The Solos: Travails Of “Exposed” Property Owners
Sunday, June 21st, 2009The simplest and oldest form of business is the sole proprietorship. When one person owns a business enterprise, any income from that business is considered his personal income and is fair game to creditors. People who are engaged in conducting business for themselves may be classified as sole proprietors. Look around every nook and cranny of Philippine urban and rural communities and you will notice the proliferation of sari-sari stores. A sole proprietorship is the easiest, least cumbersome business entity to create. There are minimum permits and licenses from the government. The sole proprietors, in general, own all or most of the business property and has exclusive responsibility for the management and control of the enterprise.

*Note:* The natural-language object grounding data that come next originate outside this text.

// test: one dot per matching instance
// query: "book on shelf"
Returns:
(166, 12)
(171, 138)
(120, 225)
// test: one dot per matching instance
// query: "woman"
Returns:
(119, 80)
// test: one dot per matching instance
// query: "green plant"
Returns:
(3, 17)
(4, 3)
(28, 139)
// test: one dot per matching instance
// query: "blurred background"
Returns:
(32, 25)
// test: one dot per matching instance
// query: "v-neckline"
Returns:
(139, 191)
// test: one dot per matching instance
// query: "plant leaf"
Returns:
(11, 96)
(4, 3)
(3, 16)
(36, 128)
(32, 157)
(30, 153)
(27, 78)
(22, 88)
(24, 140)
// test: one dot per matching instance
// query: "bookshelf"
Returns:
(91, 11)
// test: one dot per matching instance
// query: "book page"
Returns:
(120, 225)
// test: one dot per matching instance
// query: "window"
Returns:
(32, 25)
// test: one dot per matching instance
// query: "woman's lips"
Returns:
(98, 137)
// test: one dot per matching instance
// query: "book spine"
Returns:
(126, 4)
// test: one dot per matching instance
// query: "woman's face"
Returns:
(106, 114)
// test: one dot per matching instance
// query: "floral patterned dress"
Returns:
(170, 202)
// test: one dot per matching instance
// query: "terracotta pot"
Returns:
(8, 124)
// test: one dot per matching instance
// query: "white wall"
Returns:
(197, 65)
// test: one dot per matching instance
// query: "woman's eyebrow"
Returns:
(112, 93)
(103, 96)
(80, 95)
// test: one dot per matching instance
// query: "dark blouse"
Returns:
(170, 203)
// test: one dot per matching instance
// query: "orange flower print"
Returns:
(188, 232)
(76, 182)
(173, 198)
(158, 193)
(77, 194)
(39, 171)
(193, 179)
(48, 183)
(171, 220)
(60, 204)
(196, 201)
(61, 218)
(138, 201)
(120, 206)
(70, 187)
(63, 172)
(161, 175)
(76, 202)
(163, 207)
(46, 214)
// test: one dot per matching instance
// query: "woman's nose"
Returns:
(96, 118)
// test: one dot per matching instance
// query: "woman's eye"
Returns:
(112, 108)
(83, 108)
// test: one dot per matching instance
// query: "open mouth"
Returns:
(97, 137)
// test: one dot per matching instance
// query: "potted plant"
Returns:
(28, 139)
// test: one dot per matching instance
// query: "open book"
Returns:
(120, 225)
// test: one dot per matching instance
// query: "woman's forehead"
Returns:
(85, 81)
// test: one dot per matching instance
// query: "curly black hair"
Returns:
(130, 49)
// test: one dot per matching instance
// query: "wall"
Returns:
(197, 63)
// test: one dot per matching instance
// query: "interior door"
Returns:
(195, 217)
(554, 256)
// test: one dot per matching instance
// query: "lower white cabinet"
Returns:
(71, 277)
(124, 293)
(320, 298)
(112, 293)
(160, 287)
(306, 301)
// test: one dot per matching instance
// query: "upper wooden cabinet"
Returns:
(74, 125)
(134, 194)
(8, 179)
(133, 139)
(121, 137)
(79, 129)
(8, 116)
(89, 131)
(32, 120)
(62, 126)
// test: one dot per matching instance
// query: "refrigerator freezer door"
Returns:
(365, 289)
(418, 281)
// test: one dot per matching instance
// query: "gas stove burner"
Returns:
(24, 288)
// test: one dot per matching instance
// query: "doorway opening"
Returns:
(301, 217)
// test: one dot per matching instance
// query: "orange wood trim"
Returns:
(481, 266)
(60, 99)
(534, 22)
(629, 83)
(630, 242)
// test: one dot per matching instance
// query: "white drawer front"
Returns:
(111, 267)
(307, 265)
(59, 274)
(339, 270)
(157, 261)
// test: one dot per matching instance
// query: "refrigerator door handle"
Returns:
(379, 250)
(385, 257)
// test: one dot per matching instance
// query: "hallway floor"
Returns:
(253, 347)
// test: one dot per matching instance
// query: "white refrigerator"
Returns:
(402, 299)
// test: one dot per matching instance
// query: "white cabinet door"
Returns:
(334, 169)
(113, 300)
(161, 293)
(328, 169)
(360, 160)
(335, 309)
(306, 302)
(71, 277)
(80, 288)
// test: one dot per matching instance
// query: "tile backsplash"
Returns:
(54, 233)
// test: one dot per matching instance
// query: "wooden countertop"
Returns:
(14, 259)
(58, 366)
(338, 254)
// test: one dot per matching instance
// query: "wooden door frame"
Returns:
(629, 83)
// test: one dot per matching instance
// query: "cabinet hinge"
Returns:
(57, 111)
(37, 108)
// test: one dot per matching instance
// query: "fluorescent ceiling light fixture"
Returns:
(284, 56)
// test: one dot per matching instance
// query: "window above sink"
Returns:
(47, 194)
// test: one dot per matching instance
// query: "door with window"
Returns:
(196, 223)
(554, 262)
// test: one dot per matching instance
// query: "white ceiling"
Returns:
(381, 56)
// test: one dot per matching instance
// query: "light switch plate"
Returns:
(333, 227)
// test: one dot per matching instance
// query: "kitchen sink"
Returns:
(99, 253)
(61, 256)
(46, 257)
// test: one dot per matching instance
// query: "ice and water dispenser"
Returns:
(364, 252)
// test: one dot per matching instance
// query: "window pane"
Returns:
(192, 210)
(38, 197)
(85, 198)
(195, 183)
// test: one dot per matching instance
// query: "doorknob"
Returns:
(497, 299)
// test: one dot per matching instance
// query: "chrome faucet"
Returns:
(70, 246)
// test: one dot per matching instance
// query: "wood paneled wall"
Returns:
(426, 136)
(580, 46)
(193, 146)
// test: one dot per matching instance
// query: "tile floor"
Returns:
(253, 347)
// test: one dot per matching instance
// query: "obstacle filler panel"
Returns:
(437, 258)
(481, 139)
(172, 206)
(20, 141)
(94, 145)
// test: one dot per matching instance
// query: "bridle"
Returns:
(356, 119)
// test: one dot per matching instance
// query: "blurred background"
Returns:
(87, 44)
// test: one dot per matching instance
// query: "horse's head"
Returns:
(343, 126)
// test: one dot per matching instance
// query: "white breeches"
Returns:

Many small businesses start as sole proprietorship’s. If you start a business on your own — without partners—you will be a sole proprietor. You might get by with a city business license, a resale license, and a “doing-business-as” or fictitious business statement ). If you use your own name, you may not need the DBA. But you may discover
that your business is sending you signals that another form would better suit your needs. In a sole proprietorship, legally and practically, the owner is the business, and any capital must come from the owner’s own resources, and those borrowed from financial institutions. The availability of limited alternatives for raising financial capital is perhaps the greatest disadvantage of the sole proprietorship . In reality, the biggest disadvantage of solo ownership is that you alone will shoulder liabilities. You are the shock absorber of lawsuits. Sole proprietorship is the simplest form of ownership. It is also the most risky. The owner pours in his own money into the business enterprise, reaps all the profits and shoulders all the risks and losses. Just like a general partner in a general partnership, the sole owner’s personal liability extends beyond his investment in the business entity. Creditors could reach his personal assets in case of a lawsuit. The sole owner is practically defenseless against legal attacks.